A la fecha no han sido pocas las personas que han visto una oportunidad magnífica y se han colgado de la imagen de San Kurt Cobain para lucrar con ella de las más variadas maneras: toda suerte de memorabilia, diarios personales publicados en forma de libros (Journals, 2002), biografías como Heavier than heaven (Charles R. Cross, 2002), películas como Last days (Gus Van Sant, 2005), o documentales como Kurt and Courtney (1998), donde Nick Broomfield apuesta por la premisa consistente en que Courtney Love habría orillado de forma perversa a su esposo a quitarse la vida. Lo mismo puede decirse de los álbumes póstumos de Cobain con Nirvana: From the Muddy Banks to the Wishkah (1996), con versiones grabadas en vivo, y el más reciente Nirvana (2002), un compilado cuya mayor novedad es la pieza inédita “You know you’re right” que se promocionó en las cadenas televisivas con todo y un videoclip en el que aparece un resucitado Kurt haciendo lipsync en un collage hechizo de escenas de diferentes conciertos.

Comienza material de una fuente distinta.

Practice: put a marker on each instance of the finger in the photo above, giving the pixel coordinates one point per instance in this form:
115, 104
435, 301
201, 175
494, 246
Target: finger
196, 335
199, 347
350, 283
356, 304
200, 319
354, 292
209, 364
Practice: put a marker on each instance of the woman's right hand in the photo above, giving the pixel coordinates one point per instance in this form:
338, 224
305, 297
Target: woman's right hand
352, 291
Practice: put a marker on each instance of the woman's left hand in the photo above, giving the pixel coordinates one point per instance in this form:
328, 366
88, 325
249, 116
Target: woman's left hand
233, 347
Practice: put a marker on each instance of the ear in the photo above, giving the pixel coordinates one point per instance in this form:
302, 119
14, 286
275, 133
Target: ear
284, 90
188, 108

Kurt Cobain fue mucho más que el chivo expiatorio de ese exitoso artificio de mercado llamado grunge. Él permanece y se legitima por su honestidad como un estandarte para toda una generación. A su muerte, poco a poco han ido desvaneciéndose los grupos más sólidos de la vieja escena de Seattle, como si la desaparición de su decano hubiera cernido una maldición sobre ellos: Soundgarden desapareció, Pearl Jam extravió toda la fuerza de antaño, Alice in Chains perdió trágicamente a su vocalista, Layne Stayley, esclavizado también por la heroína, y así, por mencionar sólo algunos. El grunge y el buen Kurt han muerto, sí, pero su vieja y desaseada majestad el rockanrol quedó marcada y agradecida para siempre con su paso.